Run a model on the web

Every model on Replicate has its own "playground" page with a web form for running the model. The playground is a good place to start when trying out a model for the first time. It gives you a visual view of all the inputs to the model, and generates a form for running the model right from your browser:

Replicate's web playground UI for running models in the browser

Once you've tried out a model in the playground, you can easily run the model from your own code using the API.

Run a model with the API

The web playground is great for getting acquainted with a model, but when you’re ready to integrate a model into something like a chat bot, website, or mobile app, you'll want to use the API.

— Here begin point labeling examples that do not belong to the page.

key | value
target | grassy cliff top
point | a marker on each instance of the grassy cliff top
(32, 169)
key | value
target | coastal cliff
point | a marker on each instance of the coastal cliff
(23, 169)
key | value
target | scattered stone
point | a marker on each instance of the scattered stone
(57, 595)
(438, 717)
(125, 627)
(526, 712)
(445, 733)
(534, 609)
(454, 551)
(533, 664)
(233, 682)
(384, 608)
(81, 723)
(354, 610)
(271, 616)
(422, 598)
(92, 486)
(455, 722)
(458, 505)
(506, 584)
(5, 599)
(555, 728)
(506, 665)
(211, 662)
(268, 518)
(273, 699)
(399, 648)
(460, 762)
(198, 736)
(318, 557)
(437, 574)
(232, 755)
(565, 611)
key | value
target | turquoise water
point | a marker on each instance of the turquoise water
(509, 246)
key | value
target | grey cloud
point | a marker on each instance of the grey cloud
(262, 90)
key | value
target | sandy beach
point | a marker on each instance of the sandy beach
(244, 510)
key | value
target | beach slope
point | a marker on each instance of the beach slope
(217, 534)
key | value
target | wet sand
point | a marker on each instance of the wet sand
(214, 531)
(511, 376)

Our HTTP API can be used with any programming language, but there are also client libraries for Python, JavaScript, and other languages that make it easier to use the API.

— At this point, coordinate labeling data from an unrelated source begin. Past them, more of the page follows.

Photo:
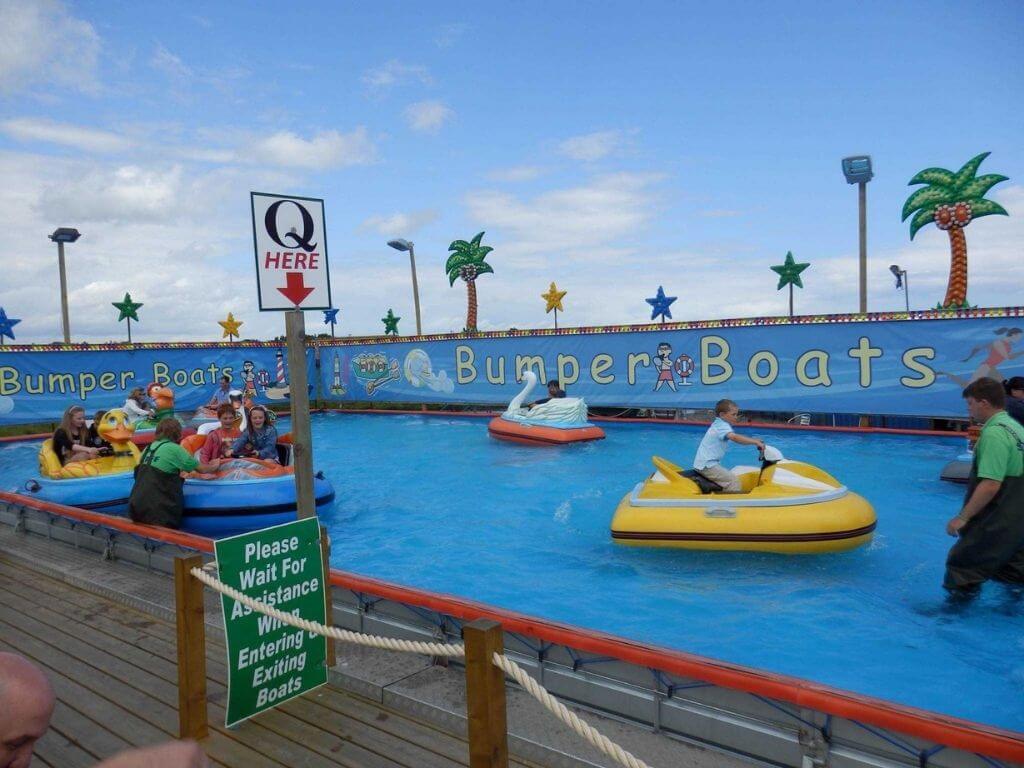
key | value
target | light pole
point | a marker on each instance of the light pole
(404, 245)
(857, 170)
(60, 236)
(902, 282)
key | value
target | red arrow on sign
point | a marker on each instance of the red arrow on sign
(296, 290)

Using the Python client, you can create predictions with just a few lines of code:

import replicate
output = replicate.run(
    "black-forest-labs/flux-schnell",
    input={"prompt": "an astronaut riding a horse"}
)
# Save the output image
with open('output.png', 'wb') as f:
    f.write(output[0].read())

The JavaScript client works similarly:

import Replicate from "replicate";
const replicate = new Replicate({ auth: process.env.REPLICATE_API_TOKEN });
const model = "black-forest-labs/flux-schnell";
const input = {
  prompt: "a 19th century portrait of a raccoon gentleman wearing a suit",
};
const output = await replicate.run(model, { input });
// Save the output image
fs.writeFileSync("output.png", output[0]);

For more details on how to run models with the API, including how to handle output files, see Create a prediction and Output files.

Warm models

We have a huge catalogue of models. To make good use of resources, we only run the models that are actually being used. When a model hasn't been used for a little while, we turn it off.

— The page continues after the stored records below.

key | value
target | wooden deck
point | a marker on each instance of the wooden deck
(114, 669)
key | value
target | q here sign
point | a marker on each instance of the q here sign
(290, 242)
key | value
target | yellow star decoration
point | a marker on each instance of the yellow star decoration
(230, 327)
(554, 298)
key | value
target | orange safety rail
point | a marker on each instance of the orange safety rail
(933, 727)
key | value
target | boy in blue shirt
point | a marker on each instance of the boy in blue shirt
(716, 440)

When you make a request to run a prediction on a model, you'll get a fast response if the model is "warm" (already running), and a slower response if the model is "cold" (starting up). Machine learning models are often very large and resource intensive, and we have to fetch and load several gigabytes of code for some models. In some cases this process can take several minutes.

Cold boots can also happen when there's a big spike in demand. We autoscale by running multiple copies of a model on different machines, but the model can take a while to become ready.

For popular public models, cold boots are uncommon because the model is kept "warm" from all the activity. For less-frequently used models, cold boots are more frequent.

If you're using the API to create predictions in the background, then cold boots probably aren't a big deal: we only charge for the time that your prediction is actually running, so it doesn't affect your costs.